Thursday, April 14, 2011

Violet and Jack

It's been a cold, wet Spring so far, here in the mercurial MidAtlantic. That weather pattern has its own gifts, but does make sunshine extra special. Which made today really wonderful: sunny, warm, cloudless. I had to take a break from my work and sit out in the woodland garden. It's amazing how fast things change from one day to the next, this time of year. Yesterday, the jack-in-the-pulpits were all still curled up like an odd oragami experiment.

This afternoon, many of them are open in all their secretive, spiral, cobra-headed glory. Landscape Guy and I put these in several years ago and it's wonderful to see them thriving and spreading on their shady, little hill.

And, just as suddenly, the violets are in bloom. When I was growing up, we had a truly huge, decades-old mass of them in our yard and I loved to pick great big violet nosegays. The thing about violets is, they're going to grow where they're going to grow (the ones here seem to especially love mulched spots, oh well) and you're not going to stop them. So you might as well say, "Look! Aren't my violets doing well?" and enjoy.

Is there a bit of Earth that's special to you, a space with which you cultivate a regular relationship? What's happening in it just now? What are you doing there just now?

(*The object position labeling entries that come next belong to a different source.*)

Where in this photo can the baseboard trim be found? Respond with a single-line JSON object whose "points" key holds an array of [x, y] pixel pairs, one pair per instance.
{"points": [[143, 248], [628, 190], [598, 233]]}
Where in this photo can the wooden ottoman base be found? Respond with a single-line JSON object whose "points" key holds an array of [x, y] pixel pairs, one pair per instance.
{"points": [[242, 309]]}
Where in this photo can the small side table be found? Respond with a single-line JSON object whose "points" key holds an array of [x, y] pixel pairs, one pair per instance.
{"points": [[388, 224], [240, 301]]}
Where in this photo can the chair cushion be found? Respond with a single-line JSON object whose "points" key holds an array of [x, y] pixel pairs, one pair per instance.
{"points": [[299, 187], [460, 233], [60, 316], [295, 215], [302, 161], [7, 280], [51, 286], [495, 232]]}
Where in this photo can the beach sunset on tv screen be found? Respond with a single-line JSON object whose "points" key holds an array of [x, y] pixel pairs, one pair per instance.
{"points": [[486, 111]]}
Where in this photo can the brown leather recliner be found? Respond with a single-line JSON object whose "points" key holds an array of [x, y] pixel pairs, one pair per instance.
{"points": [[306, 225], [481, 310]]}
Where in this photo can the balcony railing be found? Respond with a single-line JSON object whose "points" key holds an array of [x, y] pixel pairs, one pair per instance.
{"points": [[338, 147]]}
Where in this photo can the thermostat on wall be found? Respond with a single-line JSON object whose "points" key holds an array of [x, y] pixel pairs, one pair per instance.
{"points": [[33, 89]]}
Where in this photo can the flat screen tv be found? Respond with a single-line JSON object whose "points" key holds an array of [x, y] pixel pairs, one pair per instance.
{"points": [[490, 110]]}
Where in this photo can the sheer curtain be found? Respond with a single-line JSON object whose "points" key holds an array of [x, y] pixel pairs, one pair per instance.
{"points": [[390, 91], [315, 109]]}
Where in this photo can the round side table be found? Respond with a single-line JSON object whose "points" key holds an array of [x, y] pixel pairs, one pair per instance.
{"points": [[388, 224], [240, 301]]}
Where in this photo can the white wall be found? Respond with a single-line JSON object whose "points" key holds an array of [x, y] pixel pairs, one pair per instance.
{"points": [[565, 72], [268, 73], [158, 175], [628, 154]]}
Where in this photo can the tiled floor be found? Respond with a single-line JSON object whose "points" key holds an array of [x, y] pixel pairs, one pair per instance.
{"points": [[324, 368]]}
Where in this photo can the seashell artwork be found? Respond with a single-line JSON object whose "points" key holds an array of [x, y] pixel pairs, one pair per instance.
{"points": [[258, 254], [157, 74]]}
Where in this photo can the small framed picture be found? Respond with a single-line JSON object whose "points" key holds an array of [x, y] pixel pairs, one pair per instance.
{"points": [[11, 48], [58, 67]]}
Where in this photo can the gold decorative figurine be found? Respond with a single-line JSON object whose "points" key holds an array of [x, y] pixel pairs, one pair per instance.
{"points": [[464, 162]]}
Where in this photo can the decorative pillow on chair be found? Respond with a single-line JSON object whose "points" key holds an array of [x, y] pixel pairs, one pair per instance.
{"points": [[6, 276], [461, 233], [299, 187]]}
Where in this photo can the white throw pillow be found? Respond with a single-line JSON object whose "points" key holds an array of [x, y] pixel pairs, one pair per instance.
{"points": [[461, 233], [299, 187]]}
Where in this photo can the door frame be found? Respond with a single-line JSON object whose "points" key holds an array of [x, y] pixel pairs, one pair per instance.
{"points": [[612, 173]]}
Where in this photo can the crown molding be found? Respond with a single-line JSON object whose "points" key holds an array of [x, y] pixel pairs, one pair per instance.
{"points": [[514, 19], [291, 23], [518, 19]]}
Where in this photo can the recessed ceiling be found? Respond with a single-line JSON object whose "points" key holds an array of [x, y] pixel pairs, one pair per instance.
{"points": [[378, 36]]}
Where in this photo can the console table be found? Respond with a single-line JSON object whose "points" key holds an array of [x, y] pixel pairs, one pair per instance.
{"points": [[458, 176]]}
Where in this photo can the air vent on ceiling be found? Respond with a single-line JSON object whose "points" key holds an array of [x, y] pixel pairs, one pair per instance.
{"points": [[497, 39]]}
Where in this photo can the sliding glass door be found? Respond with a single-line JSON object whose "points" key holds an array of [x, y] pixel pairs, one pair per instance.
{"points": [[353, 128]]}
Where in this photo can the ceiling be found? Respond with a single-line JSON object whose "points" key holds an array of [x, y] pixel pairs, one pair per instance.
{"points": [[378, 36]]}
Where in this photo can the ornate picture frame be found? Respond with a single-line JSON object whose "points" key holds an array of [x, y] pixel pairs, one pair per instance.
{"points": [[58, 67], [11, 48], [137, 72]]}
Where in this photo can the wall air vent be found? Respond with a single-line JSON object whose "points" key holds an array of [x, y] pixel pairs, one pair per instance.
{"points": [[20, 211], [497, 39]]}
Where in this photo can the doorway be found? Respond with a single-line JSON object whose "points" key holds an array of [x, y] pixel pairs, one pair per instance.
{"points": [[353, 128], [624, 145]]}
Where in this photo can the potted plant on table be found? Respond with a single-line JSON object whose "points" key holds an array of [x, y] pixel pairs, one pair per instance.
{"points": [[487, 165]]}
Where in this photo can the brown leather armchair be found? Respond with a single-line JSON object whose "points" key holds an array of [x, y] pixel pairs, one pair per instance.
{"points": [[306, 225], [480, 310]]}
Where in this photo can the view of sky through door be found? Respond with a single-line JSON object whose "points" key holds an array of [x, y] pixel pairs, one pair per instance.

Photos by the author. If you copy, please link back.


rt said...

Oh! That looks wonderful!

My own bit of earth up in Western MA is still chilly at night. Only the first new leaves of the violets have broken ground. The buds on the forsythias are beginning to unfurl. This afternoon was spent raking the backyard, exposing more new dandelion greens and violet leaves to the sun.

Teacats said...

Here in DFW -- hot, dry, windy with threatening weather tonight .... but we do need the rain! The roses have bloomed, the lavender is ripe and heavy -- and the herb garden already needs a damn good pruning. The St. John's Wort is climbing over the low brick wall and creeping across the front walkway. My tiny tomato plants have already produced a couple of small hard green tomatoes .... but need true rain. The coyotes have been howling like mad things at night ... we can see their glowing eyes sometimes across the street moving through the green belt!

Jan at Rosemary Cottage

Nance said...

I am surrounded by ground I love, here a bit south of you. In the past two weeks we've planted nandina, blackberry, black-eyed susan vine, passion vine, bleeding heart vine, squash, eggplant, red peppers, tomatoes, patchouli (for fun), oregano, basil, sage, marjoram, rosemary, and thyme.

It's a pleasure right now, but, we know that when we reach 90/90 (temperature/humidity) we'll have to drag ourselves out to it all and crawl back, exhausted, after half an hour. Then, we slow down to something syrupy slow.